To do this, we need to know which cache entries are the latest, but thankfully Nx stores the results of the latest run in a run.json file in the cache directory.

The contents of the file in v16 look like this:

{
  "run": {
    "command": "nx affected --target=build",
    "startTime": "2023-07-06T12:54:30.772Z",
    "endTime": "2023-07-06T12:58:55.701Z",
    "inner": false
  },
  "tasks": [
    {
      "taskId": "@your-org/your-package:build",
      "target": "build",
      "projectName": "@your-org/your-package",
      "hash": "8153617374777772515",
      "startTime": "2023-07-06T12:54:30.774Z",
      "endTime": "2023-07-06T12:54:30.788Z",
      "params": "",
      "cacheStatus": "local-cache-hit",
      "status": 0
    },
    {
      "taskId": "@your-org/your-other-package:build",
      "target": "build",
      "projectName": "@your-org/your-other-package",
      "hash": "13783462303774178395",
      "startTime": "2023-07-06T12:54:30.774Z",
      "endTime": "2023-07-06T12:54:30.789Z",
      "params": "",
      "cacheStatus": "cache-miss",
      "status": 0
    }
  ]
}

Regardless of whether the task hit the cache or not, the hash of the task is always present in the run.json file and it points to the latest outputs of the task.

Using the information of this file, you can thus write a small script to purge all other entries and run it before storing the cache in CI.

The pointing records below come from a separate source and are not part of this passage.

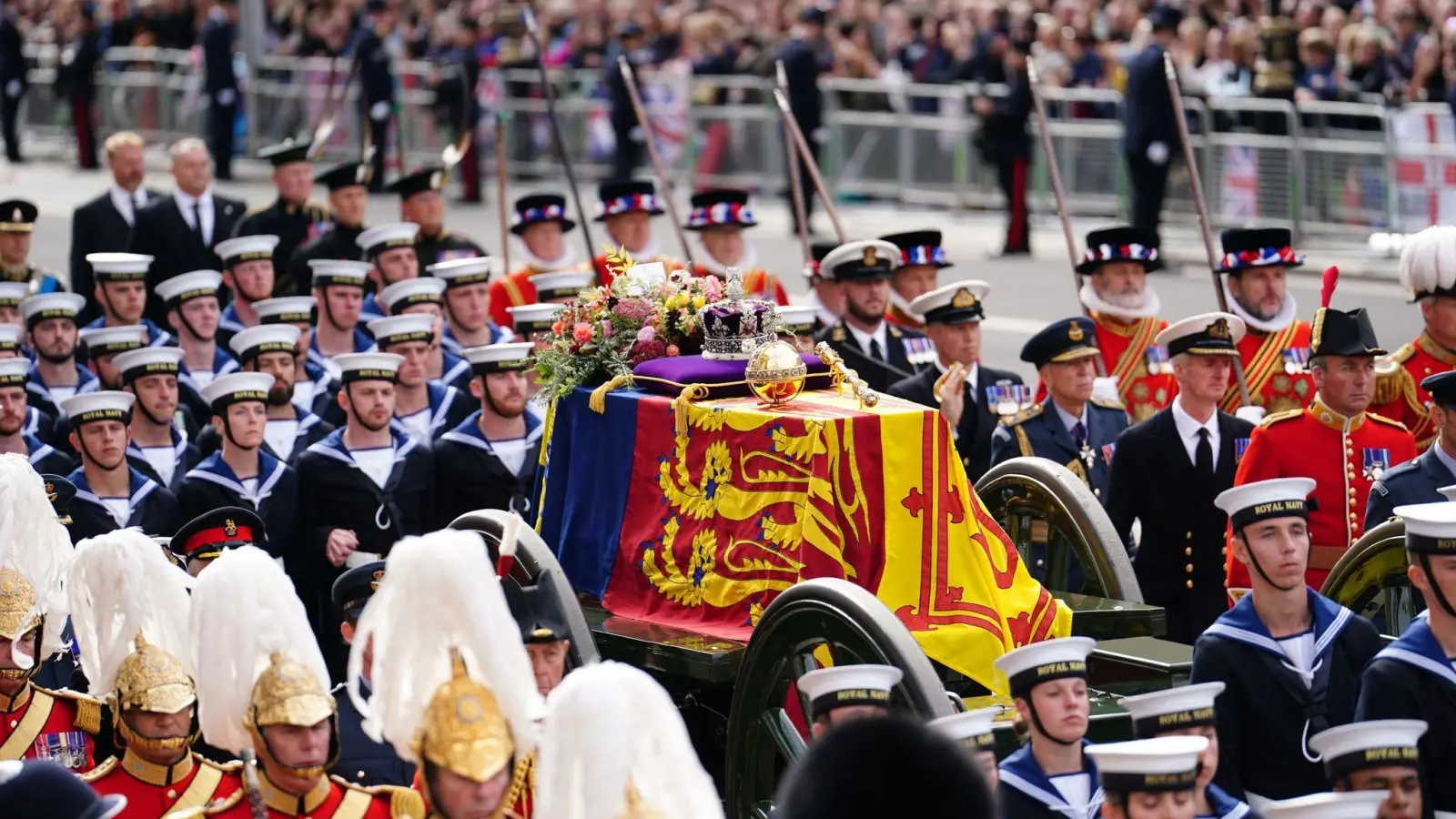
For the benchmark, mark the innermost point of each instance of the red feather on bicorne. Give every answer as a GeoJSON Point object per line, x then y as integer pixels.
{"type": "Point", "coordinates": [1327, 288]}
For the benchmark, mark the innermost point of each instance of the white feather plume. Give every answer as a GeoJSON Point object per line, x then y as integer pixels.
{"type": "Point", "coordinates": [244, 610]}
{"type": "Point", "coordinates": [609, 726]}
{"type": "Point", "coordinates": [440, 592]}
{"type": "Point", "coordinates": [35, 544]}
{"type": "Point", "coordinates": [121, 584]}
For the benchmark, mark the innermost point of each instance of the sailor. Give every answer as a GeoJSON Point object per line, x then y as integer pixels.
{"type": "Point", "coordinates": [293, 217]}
{"type": "Point", "coordinates": [354, 515]}
{"type": "Point", "coordinates": [1125, 308]}
{"type": "Point", "coordinates": [1429, 271]}
{"type": "Point", "coordinates": [472, 741]}
{"type": "Point", "coordinates": [975, 732]}
{"type": "Point", "coordinates": [1276, 350]}
{"type": "Point", "coordinates": [131, 636]}
{"type": "Point", "coordinates": [160, 448]}
{"type": "Point", "coordinates": [626, 212]}
{"type": "Point", "coordinates": [1336, 440]}
{"type": "Point", "coordinates": [291, 428]}
{"type": "Point", "coordinates": [363, 760]}
{"type": "Point", "coordinates": [1050, 775]}
{"type": "Point", "coordinates": [1380, 755]}
{"type": "Point", "coordinates": [468, 303]}
{"type": "Point", "coordinates": [261, 678]}
{"type": "Point", "coordinates": [349, 197]}
{"type": "Point", "coordinates": [421, 201]}
{"type": "Point", "coordinates": [720, 216]}
{"type": "Point", "coordinates": [1412, 678]}
{"type": "Point", "coordinates": [36, 723]}
{"type": "Point", "coordinates": [881, 351]}
{"type": "Point", "coordinates": [1188, 710]}
{"type": "Point", "coordinates": [109, 493]}
{"type": "Point", "coordinates": [542, 223]}
{"type": "Point", "coordinates": [1289, 658]}
{"type": "Point", "coordinates": [972, 397]}
{"type": "Point", "coordinates": [121, 288]}
{"type": "Point", "coordinates": [204, 538]}
{"type": "Point", "coordinates": [426, 296]}
{"type": "Point", "coordinates": [249, 273]}
{"type": "Point", "coordinates": [1171, 467]}
{"type": "Point", "coordinates": [921, 261]}
{"type": "Point", "coordinates": [1149, 777]}
{"type": "Point", "coordinates": [16, 228]}
{"type": "Point", "coordinates": [1072, 426]}
{"type": "Point", "coordinates": [390, 252]}
{"type": "Point", "coordinates": [490, 460]}
{"type": "Point", "coordinates": [844, 694]}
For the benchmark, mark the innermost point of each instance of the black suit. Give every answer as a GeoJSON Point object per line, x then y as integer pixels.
{"type": "Point", "coordinates": [1181, 561]}
{"type": "Point", "coordinates": [979, 419]}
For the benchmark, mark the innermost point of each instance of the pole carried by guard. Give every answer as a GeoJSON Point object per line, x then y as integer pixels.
{"type": "Point", "coordinates": [1205, 227]}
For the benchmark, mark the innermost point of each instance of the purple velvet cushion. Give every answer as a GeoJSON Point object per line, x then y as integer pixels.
{"type": "Point", "coordinates": [683, 370]}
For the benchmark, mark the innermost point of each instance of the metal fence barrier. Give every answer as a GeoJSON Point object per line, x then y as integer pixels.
{"type": "Point", "coordinates": [1324, 169]}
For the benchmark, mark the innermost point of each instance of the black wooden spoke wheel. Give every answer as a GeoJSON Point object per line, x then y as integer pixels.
{"type": "Point", "coordinates": [856, 629]}
{"type": "Point", "coordinates": [1059, 526]}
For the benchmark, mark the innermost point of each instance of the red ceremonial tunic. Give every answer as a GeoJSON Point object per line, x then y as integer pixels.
{"type": "Point", "coordinates": [1343, 457]}
{"type": "Point", "coordinates": [50, 724]}
{"type": "Point", "coordinates": [155, 790]}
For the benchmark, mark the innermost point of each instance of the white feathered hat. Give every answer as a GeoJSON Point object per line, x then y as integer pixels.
{"type": "Point", "coordinates": [615, 745]}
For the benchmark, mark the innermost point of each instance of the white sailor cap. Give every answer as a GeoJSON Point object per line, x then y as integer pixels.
{"type": "Point", "coordinates": [473, 270]}
{"type": "Point", "coordinates": [266, 339]}
{"type": "Point", "coordinates": [120, 267]}
{"type": "Point", "coordinates": [1206, 334]}
{"type": "Point", "coordinates": [369, 366]}
{"type": "Point", "coordinates": [972, 729]}
{"type": "Point", "coordinates": [1043, 662]}
{"type": "Point", "coordinates": [235, 388]}
{"type": "Point", "coordinates": [1376, 743]}
{"type": "Point", "coordinates": [400, 329]}
{"type": "Point", "coordinates": [188, 286]}
{"type": "Point", "coordinates": [954, 303]}
{"type": "Point", "coordinates": [499, 358]}
{"type": "Point", "coordinates": [101, 405]}
{"type": "Point", "coordinates": [1261, 500]}
{"type": "Point", "coordinates": [1149, 765]}
{"type": "Point", "coordinates": [286, 309]}
{"type": "Point", "coordinates": [1346, 804]}
{"type": "Point", "coordinates": [1174, 709]}
{"type": "Point", "coordinates": [849, 685]}
{"type": "Point", "coordinates": [149, 361]}
{"type": "Point", "coordinates": [426, 290]}
{"type": "Point", "coordinates": [339, 271]}
{"type": "Point", "coordinates": [247, 249]}
{"type": "Point", "coordinates": [536, 318]}
{"type": "Point", "coordinates": [861, 261]}
{"type": "Point", "coordinates": [51, 307]}
{"type": "Point", "coordinates": [104, 339]}
{"type": "Point", "coordinates": [562, 285]}
{"type": "Point", "coordinates": [388, 237]}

Extending the example above, in CircleCI this would look something like so:

  - restore_cache:
      name: restore nx build cache
      keys:
        - nx-cache-{{ .Branch }}
        - nx-cache-main

  - run: nx run-many --target=build

  - run: python purge_nx_cache.py

  - save_cache:
      name: save nx build cache
      key: nx-cache-{{ .Branch }}-{{ epoch }}
      paths:
        - node_modules/.cache/nx

I'll leave the implementation of the script as an exercise to the reader.

Conclusion

In this article we've seen how to share the Nx computation cache across CI runs without using Nx Cloud. This is extremely helpful to speed up your CI builds and reduce the cost of running them, since trading CPU time for storage is usually a good deal.